The oddball studies traditionally use stimuli lasting for hundreds of milliseconds, but the principles apply for stimuli briefer than 100 ms, i.e. stimuli that are too brief to make explicit temporal judgements. We were recently able to demonstrate this by developing a novel variation of the traditional flicker fusion frequency paradigm. In flicker fusion experiments, a light is rapidly turned on and off: at a low frequency, flicker is perceived, while at a high frequency, the light appears to be steady. The frequency at which the perception switches from flicker to a steady light is called the critical flicker fusion threshold (CFFT). Critically, CFFT experiments make use of a single stimulus that is presented repeatedly. Because there are subjective duration differences when viewing repeated versus novel stimuli, we hypothesized that the CFFT would change if the rapid stimulus could somehow be made novel each time it appeared.
To accomplish this, we presented stimuli serially at different locations on a computer screen. Although only one stimulus was present at any moment, more than one appeared to temporally overlap on screen due to visual persistence, a phenomenon that a briefly presented stimulus appears to last longer than the time it was physically presented (Efron 1970; Bowen et al. 1974; Di Lollo 1977). We refer to this perceived multiplicity of stimuli as the proliferation effect (Pariyadath & Eagleman 2008). We employed two conditions: in the first, the same stimulus was presented (‘repeated’, figure 2a); in the second, different stimuli were presented (‘random’, figure 2a). Participants were required to report the number of stimuli subjectively present on screen at any one moment of time, i.e. how many characters appeared to share screen time.
Participants' estimates of how many characters they perceived on screen simultaneously varied significantly between the repeated and random conditions (figure 2b). At a 50 Hz presentation rate, for example, observers reported an average of 3.4 characters on screen in the repeated condition and 4.2 in the random condition. Since numerosity judgements themselves are prone to distortion (Cheatham & White 1952; Philippi et al. 2008), we tested participants on static displays involving multiple instances of the same or different stimuli. However, participants did not perceive any difference in simple numerosity across ‘same’ or ‘different’ conditions (Pariyadath & Eagleman 2008). Collectively, these results suggest that repetition contracts the duration of visual persistence in the same manner in which it contracts durations at longer time scales. A contraction in the visual persistence of repeated stimuli leads to less temporal overlap, and hence fewer items are perceived to be present at once. The differential proliferation effect generalizes across stimuli such as pictures of everyday objects and short nonsense words such as ‘abg’ and ‘hqe’ (figure 2b, ‘pictures’ and ‘non-words’). Again, these results are consistent with a theoretical framework in which subjective duration parallels repetition suppression: the events that seem to have a shorter duration (and thus, less on-screen overlap) are presumably those with neural responses diminished by repeated presentation.

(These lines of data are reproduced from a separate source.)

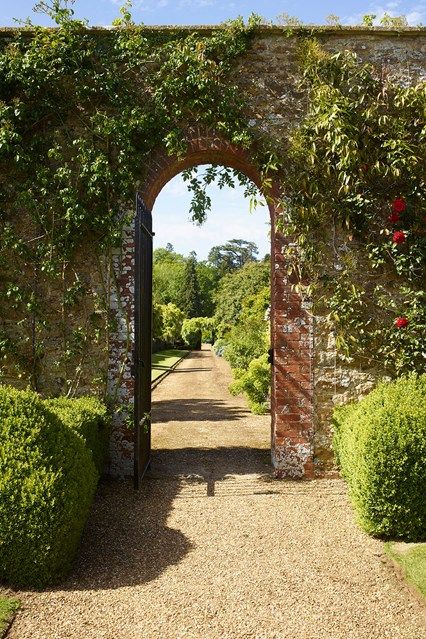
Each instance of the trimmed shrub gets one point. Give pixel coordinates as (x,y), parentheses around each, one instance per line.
(88,417)
(255,383)
(380,443)
(47,483)
(195,329)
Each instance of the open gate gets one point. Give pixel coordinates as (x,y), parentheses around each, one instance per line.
(143,340)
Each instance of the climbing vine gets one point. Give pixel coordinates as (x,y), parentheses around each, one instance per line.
(81,111)
(355,204)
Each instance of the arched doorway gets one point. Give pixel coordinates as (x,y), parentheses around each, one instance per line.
(291,324)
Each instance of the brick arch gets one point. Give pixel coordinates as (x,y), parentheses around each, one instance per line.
(291,324)
(204,147)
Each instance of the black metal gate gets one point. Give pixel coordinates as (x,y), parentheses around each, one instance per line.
(143,339)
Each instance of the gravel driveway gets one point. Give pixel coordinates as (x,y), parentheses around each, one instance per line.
(213,548)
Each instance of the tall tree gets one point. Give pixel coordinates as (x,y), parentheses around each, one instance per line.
(233,255)
(191,295)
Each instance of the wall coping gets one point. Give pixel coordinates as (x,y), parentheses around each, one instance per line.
(260,30)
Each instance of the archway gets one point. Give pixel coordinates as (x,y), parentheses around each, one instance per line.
(291,325)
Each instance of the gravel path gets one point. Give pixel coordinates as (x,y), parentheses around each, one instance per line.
(213,548)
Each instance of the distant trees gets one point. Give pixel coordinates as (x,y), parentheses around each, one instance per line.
(232,255)
(227,296)
(190,292)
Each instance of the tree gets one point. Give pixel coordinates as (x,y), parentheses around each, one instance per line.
(168,275)
(233,255)
(190,294)
(234,288)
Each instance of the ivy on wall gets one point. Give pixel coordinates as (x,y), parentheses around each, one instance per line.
(81,111)
(355,204)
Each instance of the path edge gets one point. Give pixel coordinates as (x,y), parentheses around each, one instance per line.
(159,379)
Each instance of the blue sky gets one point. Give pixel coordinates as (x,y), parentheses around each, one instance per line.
(102,12)
(229,217)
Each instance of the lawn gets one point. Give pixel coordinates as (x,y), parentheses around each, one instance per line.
(8,607)
(412,559)
(163,361)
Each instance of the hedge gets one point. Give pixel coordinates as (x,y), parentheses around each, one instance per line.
(88,417)
(47,483)
(380,443)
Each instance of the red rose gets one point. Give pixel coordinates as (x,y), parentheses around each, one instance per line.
(399,237)
(399,205)
(394,218)
(401,322)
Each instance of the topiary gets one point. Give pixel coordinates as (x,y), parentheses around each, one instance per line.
(381,448)
(88,417)
(255,383)
(47,483)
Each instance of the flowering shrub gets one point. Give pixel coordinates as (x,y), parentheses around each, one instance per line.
(355,203)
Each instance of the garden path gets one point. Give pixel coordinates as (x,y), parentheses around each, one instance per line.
(213,548)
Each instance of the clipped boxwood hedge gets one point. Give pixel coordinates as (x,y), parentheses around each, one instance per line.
(380,443)
(47,483)
(88,417)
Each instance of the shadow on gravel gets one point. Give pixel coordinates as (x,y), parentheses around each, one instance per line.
(196,410)
(209,463)
(127,541)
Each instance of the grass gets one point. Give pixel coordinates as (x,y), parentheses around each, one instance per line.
(163,361)
(8,607)
(412,560)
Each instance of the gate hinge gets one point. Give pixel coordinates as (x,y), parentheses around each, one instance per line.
(136,363)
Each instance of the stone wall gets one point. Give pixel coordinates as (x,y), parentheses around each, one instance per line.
(308,377)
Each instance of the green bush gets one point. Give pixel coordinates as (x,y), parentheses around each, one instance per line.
(88,417)
(194,329)
(255,383)
(380,443)
(47,483)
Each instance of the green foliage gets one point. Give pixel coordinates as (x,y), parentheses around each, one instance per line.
(232,255)
(249,337)
(168,280)
(81,112)
(190,294)
(254,382)
(234,288)
(171,323)
(412,560)
(381,448)
(194,329)
(8,608)
(360,148)
(242,319)
(198,183)
(47,483)
(88,418)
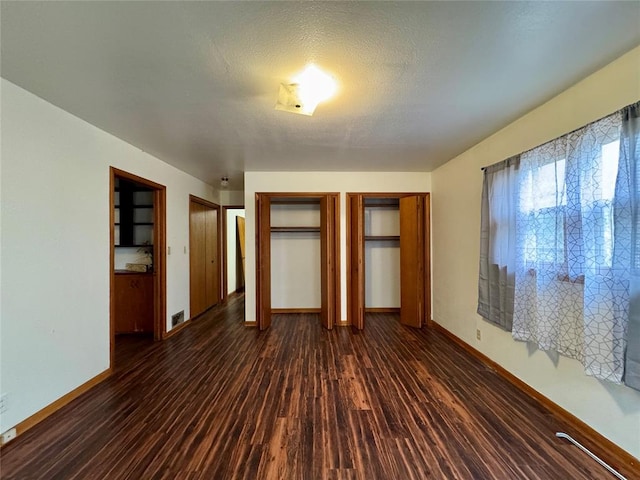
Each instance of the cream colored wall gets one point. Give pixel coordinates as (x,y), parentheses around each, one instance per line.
(341,182)
(612,410)
(54,308)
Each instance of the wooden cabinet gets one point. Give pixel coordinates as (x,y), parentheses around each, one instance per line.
(133,302)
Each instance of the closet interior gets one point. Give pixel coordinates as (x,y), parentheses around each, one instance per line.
(297,255)
(388,263)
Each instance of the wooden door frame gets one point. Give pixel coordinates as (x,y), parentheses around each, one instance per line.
(334,201)
(215,206)
(427,245)
(225,227)
(159,249)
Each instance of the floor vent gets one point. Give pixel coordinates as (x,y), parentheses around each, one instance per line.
(177,318)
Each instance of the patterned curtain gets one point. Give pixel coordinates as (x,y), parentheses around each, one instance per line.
(567,296)
(627,243)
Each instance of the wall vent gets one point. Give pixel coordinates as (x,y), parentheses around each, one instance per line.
(177,318)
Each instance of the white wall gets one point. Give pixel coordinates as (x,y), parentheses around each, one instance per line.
(341,182)
(295,257)
(382,258)
(232,280)
(295,270)
(54,313)
(612,410)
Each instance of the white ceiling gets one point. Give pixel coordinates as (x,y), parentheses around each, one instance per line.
(195,83)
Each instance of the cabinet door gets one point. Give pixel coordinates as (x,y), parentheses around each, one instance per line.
(134,303)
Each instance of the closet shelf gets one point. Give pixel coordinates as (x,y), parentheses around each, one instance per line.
(384,238)
(295,229)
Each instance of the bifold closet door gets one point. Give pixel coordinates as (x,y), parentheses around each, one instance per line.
(356,261)
(412,261)
(203,262)
(328,259)
(263,263)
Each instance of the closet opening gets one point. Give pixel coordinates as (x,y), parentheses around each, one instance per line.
(388,264)
(297,255)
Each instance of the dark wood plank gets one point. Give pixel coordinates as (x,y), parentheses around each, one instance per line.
(218,400)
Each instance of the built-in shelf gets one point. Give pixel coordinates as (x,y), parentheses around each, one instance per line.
(295,229)
(146,245)
(136,206)
(383,238)
(294,201)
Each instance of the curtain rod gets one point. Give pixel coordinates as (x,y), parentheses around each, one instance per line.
(635,104)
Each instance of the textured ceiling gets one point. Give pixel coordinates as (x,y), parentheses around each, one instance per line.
(195,83)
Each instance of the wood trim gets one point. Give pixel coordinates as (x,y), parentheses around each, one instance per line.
(295,229)
(112,273)
(176,329)
(427,259)
(295,310)
(159,263)
(40,415)
(366,195)
(587,436)
(337,260)
(329,237)
(135,178)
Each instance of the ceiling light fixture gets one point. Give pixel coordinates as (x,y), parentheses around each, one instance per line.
(310,87)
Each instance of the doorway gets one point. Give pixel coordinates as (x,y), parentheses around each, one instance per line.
(233,249)
(307,220)
(204,255)
(388,237)
(137,264)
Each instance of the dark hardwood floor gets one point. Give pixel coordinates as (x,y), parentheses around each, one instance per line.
(219,400)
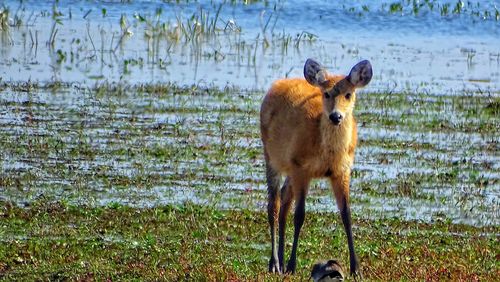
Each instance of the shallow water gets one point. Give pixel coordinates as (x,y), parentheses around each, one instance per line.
(420,51)
(430,154)
(145,149)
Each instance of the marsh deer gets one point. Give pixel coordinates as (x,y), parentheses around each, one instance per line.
(308,131)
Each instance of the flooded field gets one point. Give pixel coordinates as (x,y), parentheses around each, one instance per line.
(151,103)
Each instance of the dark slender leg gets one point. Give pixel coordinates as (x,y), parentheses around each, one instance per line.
(273,205)
(298,221)
(340,187)
(286,197)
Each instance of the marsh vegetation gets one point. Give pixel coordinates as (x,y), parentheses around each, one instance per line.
(130,142)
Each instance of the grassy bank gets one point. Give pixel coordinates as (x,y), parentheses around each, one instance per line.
(57,241)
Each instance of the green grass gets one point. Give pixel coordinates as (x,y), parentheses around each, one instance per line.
(57,241)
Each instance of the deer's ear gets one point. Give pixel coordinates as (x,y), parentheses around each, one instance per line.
(361,74)
(314,73)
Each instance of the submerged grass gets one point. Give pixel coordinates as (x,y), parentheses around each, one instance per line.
(57,241)
(165,143)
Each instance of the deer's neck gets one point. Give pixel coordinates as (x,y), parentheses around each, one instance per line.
(335,138)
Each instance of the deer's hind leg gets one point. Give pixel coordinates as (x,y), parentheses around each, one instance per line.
(273,206)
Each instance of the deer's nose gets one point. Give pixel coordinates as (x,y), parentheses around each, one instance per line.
(336,118)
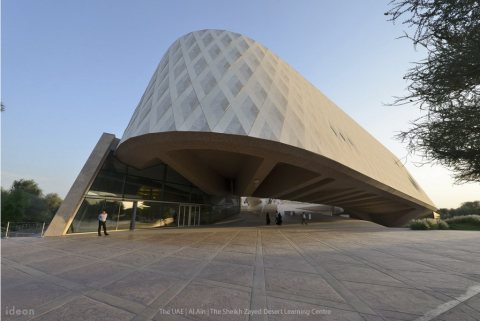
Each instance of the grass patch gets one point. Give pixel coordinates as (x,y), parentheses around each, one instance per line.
(467,222)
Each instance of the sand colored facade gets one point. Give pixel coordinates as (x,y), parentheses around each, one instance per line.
(232,117)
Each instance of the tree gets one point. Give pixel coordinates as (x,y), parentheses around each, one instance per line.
(466,208)
(28,186)
(446,85)
(24,202)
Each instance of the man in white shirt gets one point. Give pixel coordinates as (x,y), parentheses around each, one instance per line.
(102,221)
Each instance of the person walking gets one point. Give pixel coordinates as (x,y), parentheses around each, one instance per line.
(304,219)
(279,218)
(102,221)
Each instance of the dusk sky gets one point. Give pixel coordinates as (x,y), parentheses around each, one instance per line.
(72,70)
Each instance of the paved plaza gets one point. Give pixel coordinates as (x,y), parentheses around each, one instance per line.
(334,270)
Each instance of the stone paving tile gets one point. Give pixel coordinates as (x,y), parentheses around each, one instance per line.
(285,310)
(175,266)
(137,258)
(196,253)
(361,274)
(235,257)
(474,302)
(86,309)
(60,264)
(241,248)
(94,274)
(305,284)
(438,280)
(32,294)
(140,286)
(198,297)
(228,273)
(12,276)
(381,297)
(125,272)
(288,262)
(460,312)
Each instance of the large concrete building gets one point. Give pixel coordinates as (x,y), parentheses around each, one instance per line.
(224,117)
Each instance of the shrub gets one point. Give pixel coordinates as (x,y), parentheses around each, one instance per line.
(467,222)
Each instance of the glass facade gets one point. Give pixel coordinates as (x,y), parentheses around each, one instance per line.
(162,197)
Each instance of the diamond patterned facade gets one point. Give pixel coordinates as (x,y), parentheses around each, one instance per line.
(215,81)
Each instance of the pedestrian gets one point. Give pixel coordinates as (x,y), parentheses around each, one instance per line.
(304,218)
(102,221)
(279,219)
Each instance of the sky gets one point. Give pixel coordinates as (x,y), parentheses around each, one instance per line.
(72,70)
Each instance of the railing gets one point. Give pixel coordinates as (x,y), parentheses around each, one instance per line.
(23,229)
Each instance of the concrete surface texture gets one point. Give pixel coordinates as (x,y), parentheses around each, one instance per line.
(336,270)
(232,117)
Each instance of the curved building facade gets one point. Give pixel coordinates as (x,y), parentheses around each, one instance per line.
(233,118)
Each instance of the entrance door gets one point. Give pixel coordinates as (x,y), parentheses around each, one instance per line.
(188,215)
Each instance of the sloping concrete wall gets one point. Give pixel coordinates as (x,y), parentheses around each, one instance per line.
(66,213)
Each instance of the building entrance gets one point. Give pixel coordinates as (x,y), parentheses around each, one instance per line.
(188,215)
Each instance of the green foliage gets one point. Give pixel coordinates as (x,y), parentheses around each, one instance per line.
(466,208)
(24,202)
(467,222)
(446,85)
(428,224)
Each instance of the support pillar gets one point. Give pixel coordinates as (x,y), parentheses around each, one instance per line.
(134,216)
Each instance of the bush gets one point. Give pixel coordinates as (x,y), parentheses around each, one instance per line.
(467,222)
(428,224)
(419,225)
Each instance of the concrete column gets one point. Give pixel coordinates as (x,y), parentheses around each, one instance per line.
(134,216)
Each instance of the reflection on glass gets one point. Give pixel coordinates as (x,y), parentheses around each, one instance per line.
(159,192)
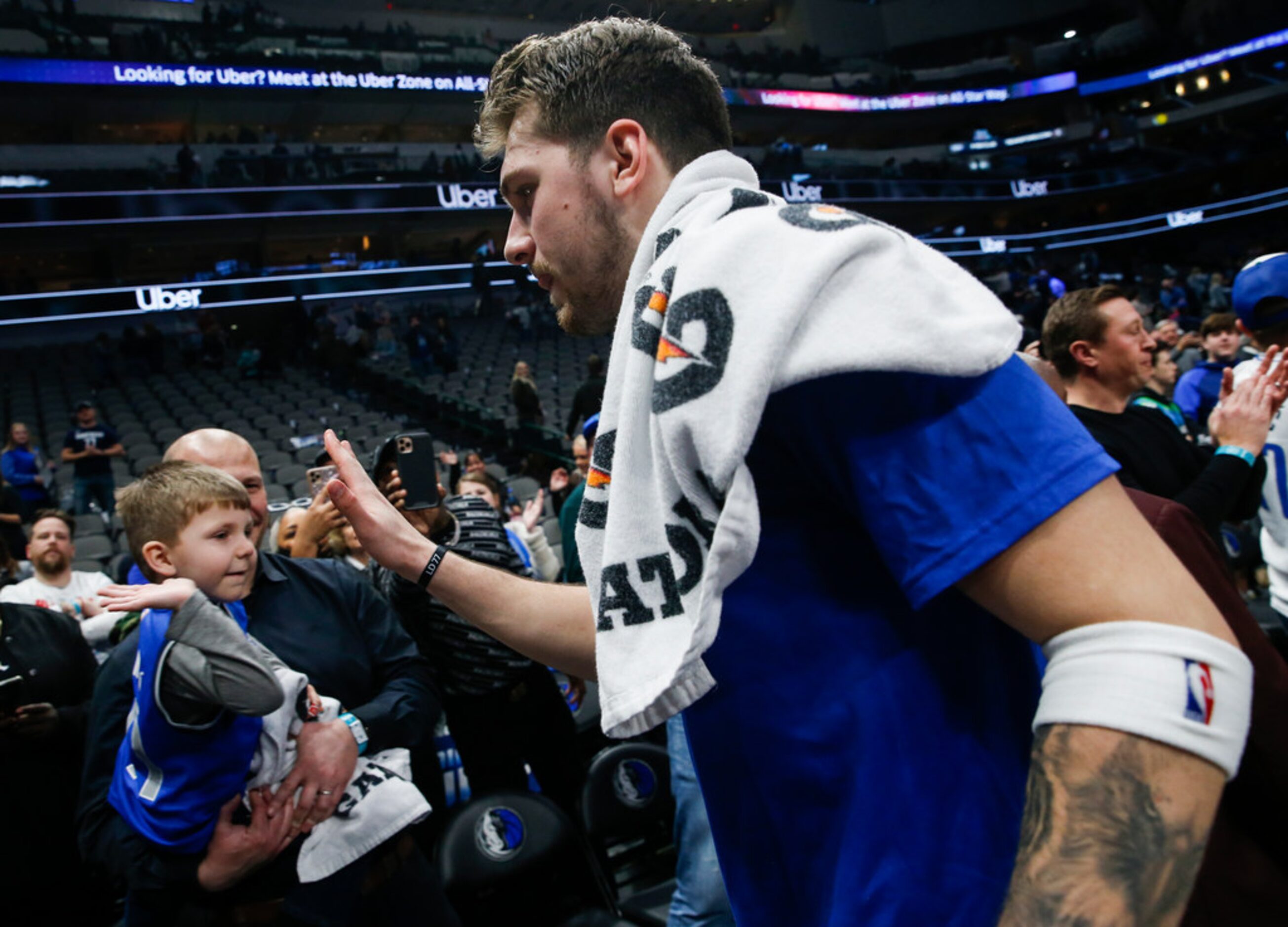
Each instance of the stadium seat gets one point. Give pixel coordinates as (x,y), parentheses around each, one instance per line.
(119,567)
(525,487)
(89,526)
(142,464)
(94,547)
(142,450)
(273,459)
(627,813)
(513,858)
(289,474)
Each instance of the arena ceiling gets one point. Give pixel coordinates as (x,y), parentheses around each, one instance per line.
(701,17)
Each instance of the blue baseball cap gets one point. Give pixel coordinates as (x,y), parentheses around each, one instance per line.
(1263,278)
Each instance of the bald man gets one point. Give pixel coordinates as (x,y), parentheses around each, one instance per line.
(326,621)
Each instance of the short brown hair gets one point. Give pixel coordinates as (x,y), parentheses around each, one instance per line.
(599,71)
(41,514)
(483,479)
(161,502)
(1219,322)
(1076,317)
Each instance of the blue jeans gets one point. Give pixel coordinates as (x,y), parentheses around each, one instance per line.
(101,488)
(700,898)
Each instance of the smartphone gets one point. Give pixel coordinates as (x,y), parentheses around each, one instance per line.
(318,478)
(418,469)
(13,695)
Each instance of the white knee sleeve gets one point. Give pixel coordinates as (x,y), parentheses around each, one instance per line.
(1170,684)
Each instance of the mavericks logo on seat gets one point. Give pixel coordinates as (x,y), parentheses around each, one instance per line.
(499,833)
(635,783)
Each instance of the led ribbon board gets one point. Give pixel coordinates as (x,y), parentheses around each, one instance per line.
(130,74)
(1080,236)
(929,100)
(160,299)
(1187,65)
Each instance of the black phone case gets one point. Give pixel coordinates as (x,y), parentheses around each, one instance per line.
(418,469)
(13,695)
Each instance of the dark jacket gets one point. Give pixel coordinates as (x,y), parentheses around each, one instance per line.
(1245,873)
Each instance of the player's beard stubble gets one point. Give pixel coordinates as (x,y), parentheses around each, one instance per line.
(591,282)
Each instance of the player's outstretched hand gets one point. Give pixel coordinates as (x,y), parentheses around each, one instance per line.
(170,594)
(383,531)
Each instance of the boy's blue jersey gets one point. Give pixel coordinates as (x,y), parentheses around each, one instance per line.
(863,755)
(172,779)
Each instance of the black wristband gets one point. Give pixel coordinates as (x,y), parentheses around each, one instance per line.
(432,567)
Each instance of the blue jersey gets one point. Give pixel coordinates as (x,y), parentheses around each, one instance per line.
(172,779)
(863,755)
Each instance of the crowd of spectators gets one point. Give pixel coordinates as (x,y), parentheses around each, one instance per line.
(1147,369)
(396,658)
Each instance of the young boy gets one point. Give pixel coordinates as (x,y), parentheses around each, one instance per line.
(201,684)
(214,711)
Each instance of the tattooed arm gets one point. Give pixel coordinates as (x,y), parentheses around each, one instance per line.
(1113,832)
(1116,824)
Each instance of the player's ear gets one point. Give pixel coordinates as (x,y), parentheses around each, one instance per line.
(156,555)
(626,145)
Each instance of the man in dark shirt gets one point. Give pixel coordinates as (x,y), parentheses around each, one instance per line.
(1200,389)
(41,733)
(88,447)
(503,708)
(1100,348)
(589,397)
(11,523)
(1157,392)
(325,621)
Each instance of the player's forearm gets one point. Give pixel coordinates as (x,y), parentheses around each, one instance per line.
(549,622)
(1115,830)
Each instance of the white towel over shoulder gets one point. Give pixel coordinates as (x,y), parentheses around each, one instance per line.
(736,294)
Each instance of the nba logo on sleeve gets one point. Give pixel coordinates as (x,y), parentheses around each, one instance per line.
(1198,692)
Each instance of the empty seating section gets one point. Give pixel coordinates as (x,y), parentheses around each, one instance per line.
(476,398)
(282,415)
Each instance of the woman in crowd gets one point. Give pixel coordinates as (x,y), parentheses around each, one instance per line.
(523,394)
(526,536)
(288,527)
(28,470)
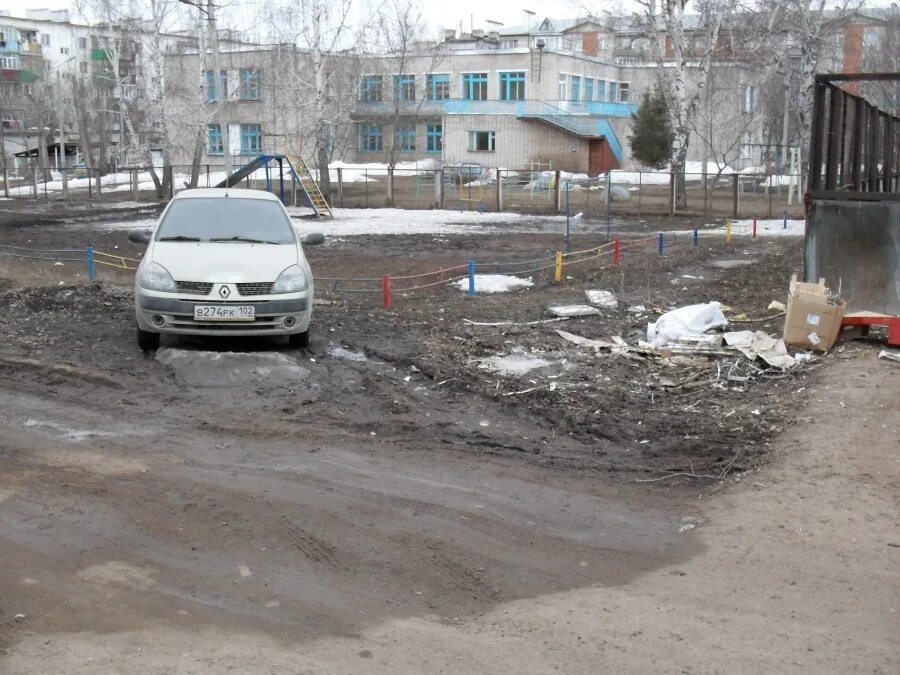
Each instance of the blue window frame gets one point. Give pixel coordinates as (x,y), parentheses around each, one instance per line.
(251,85)
(214,140)
(371,138)
(251,139)
(405,137)
(405,87)
(438,85)
(211,93)
(512,86)
(371,89)
(434,138)
(475,86)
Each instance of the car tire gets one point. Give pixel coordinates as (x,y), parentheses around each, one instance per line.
(148,341)
(298,340)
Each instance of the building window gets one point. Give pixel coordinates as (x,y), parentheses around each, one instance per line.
(475,86)
(251,85)
(371,89)
(211,93)
(749,102)
(214,140)
(481,141)
(370,138)
(251,139)
(512,86)
(438,86)
(405,87)
(405,137)
(434,137)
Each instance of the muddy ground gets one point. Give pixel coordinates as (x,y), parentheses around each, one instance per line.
(381,473)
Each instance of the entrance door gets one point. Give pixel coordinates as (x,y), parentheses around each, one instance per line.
(600,157)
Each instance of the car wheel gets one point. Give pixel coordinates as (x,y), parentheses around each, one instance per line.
(299,339)
(148,341)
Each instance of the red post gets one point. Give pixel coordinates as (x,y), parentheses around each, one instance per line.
(386,290)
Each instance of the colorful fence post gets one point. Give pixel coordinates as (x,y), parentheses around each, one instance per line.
(91,267)
(386,290)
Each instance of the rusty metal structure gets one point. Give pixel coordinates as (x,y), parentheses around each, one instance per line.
(853,194)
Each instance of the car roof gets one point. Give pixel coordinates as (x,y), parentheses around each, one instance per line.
(237,193)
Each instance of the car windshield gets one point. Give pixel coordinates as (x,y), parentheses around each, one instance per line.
(226,219)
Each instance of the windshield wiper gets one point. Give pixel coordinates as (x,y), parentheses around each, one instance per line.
(247,240)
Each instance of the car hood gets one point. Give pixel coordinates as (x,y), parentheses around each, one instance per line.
(226,262)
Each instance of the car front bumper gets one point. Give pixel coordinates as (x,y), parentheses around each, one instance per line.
(174,313)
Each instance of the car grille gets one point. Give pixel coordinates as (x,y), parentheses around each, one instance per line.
(194,287)
(260,288)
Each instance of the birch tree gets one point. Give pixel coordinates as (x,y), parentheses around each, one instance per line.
(324,31)
(683,52)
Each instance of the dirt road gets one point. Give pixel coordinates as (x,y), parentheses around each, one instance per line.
(383,502)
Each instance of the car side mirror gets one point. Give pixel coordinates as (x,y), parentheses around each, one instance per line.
(314,239)
(140,236)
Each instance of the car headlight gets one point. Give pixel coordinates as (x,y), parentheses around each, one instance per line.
(155,277)
(292,280)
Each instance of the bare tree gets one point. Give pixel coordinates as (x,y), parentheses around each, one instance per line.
(683,51)
(322,29)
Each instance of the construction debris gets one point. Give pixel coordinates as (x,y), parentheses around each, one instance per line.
(604,299)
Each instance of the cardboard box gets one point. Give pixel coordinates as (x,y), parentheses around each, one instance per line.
(813,318)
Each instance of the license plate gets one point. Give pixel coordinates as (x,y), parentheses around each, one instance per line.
(224,312)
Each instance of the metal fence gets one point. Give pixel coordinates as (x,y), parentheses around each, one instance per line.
(468,188)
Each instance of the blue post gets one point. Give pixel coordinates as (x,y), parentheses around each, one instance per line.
(91,268)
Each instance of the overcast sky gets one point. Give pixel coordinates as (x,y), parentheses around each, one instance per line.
(437,13)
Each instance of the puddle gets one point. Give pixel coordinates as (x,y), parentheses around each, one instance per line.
(229,369)
(347,354)
(517,364)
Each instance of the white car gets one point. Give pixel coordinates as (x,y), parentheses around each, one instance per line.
(223,262)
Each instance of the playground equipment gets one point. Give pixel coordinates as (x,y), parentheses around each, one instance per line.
(305,181)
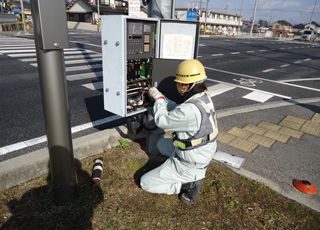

4. Unifying other observations under a single framework
First, these observations offer a framework for understanding several other illusions in the literature. For example, in the stopped clock illusion, the second hand of a clock seems to be momentarily frozen upon first glance, and then begins to tick at its expected pace (Yarrow et al. 2001, 2004; Park et al. 2003; Yarrow & Rothwell 2003). In this framework, the successive stimuli are shrunken in perceived duration compared to the first.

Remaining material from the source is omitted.